El Reg: How did you come to be invited to testify before the Senate?
Wysopal: So what happened was once we started to get organized we started down this path of doing vulnerability research. We started looking at a lot of Microsoft products because we did see other people analyzing Microsoft. People were looking at Unix and Linux. We started looking at Microsoft and we found vulnerabilities in Windows, and in their Internet Explorer, and we said, well, this is like a consumer operating system. People are using Windows 95. People have no idea that the software they're using has many vulnerabilities. They don't know they need to patch their machine. They don't know anything about this.
So we started publicizing this online on our website and at some point reporters started to come to our website and say L0pht is saying Windows isn't secure.
This was new back then. We were one of the first people calling them [Microsoft] out. And so we got we got some notoriety about hacking Microsoft although we weren't hacking their network – we were hacking their software.
El Reg: I started writing about security around that time. L0pht had the slogan of making the theoretical possible.
Wysopal: Microsoft were saying "this is a theoretical vulnerability" so what they were saying was you're going to have to write an exploit or we're not going to fix it.
So we started to get notoriety for calling out big corporations like Microsoft, IBM [and] Oracle. We got an article written about us in The New York Times Magazine. They came and interviewed us all, [took] pictures and explained what we were. Someone in The Washington Post saw that and then like a month or two later there was an article about us in The Washington Post. And I guess someone on Capitol Hill, they all read The Washington Post, they read it and there was a hearing.
It was the very first hearing on government security. It was the committee on governmental affairs. Senator [Fred] Thompson was the majority leader: he is a Republican. His committee directed the Government Auditing Office to audit all the government agencies. This was in 1998: the very first audit of government agencies. Before then they had no idea how insecure they were.
So they were going to have the GAO people come and speak to give their findings. They [also] wanted some people that are outside of the government. They invited Dr Peter G Neumann, who worked at SRI and ran this mailing list [called]
comp.risks. He was one of the first people to highlight bugs in software. They invited him to come.
We don't know exactly how this happened but this is a story that I've heard. We had been meeting with Richard Clarke. Richard Clarke was the cyber-czar for Clinton.
We had a couple of meetings where Dick Clarke came up and met with us in Boston.

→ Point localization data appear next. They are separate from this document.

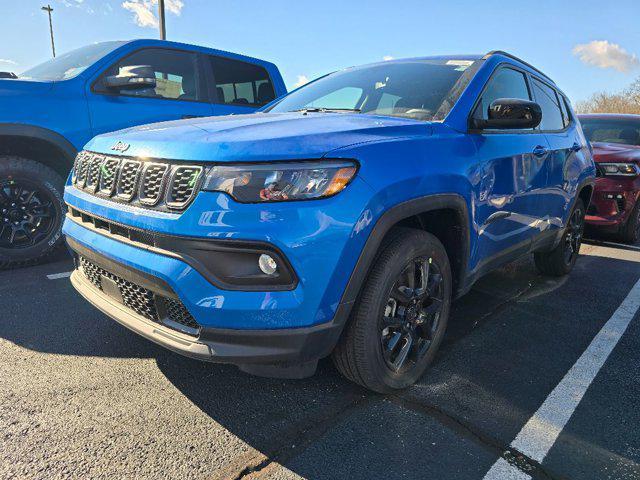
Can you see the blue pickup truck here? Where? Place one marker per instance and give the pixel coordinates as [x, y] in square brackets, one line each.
[49, 112]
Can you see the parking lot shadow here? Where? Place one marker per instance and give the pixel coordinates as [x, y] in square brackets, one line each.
[510, 340]
[493, 372]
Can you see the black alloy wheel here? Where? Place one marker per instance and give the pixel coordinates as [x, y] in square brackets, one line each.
[27, 213]
[400, 317]
[411, 316]
[573, 235]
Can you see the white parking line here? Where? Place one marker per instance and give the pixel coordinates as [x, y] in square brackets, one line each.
[56, 276]
[613, 244]
[541, 431]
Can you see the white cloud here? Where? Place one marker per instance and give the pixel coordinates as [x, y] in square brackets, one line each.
[301, 80]
[604, 54]
[144, 11]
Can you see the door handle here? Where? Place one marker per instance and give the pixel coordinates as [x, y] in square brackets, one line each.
[540, 151]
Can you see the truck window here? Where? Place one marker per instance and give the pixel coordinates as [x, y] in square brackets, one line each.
[241, 83]
[176, 74]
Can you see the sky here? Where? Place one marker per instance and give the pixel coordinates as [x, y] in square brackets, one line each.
[586, 46]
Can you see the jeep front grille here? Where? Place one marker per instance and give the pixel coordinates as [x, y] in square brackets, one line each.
[152, 306]
[165, 186]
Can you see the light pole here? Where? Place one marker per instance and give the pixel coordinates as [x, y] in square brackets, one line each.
[48, 9]
[163, 30]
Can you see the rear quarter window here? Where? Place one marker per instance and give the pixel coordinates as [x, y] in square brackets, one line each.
[241, 83]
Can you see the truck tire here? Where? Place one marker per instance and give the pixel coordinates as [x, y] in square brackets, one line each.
[562, 258]
[400, 317]
[630, 233]
[31, 211]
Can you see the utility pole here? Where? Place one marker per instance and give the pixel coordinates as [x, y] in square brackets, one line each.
[163, 30]
[48, 9]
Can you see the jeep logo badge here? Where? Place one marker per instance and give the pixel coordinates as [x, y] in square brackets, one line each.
[121, 147]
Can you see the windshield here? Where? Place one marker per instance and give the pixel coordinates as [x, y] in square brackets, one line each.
[626, 132]
[70, 64]
[419, 89]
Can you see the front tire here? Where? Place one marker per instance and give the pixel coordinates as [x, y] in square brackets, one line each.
[400, 317]
[562, 258]
[31, 211]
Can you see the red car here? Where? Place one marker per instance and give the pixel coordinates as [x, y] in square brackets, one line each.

He wanted to learn from us. The way Dick met us was he called the FBI and said: "I know there are some good hackers out there, they're not all criminals, do you know of any good hackers?" And the FBI said: "You've got to go talk to the L0pht guys".
El Reg: Had you been been speaking to the FBI prior to that, then?
Wysopal: Informally. We had some conversations with them. So they knew about us and we were probably on their radar because of course they're investigating computer crime which is being caused by all these vulnerabilities, which we're publicising. We were on their radar.
We were vetted as good guys, so Richard Clarke felt comfortable coming from the National Security Council and come meet with us. So we knew at least he and the FBI knew about us. And then somehow we got invited to testify. I can only imagine it was a combination of that Washington Post article and some people in the executive branch knowing who we were.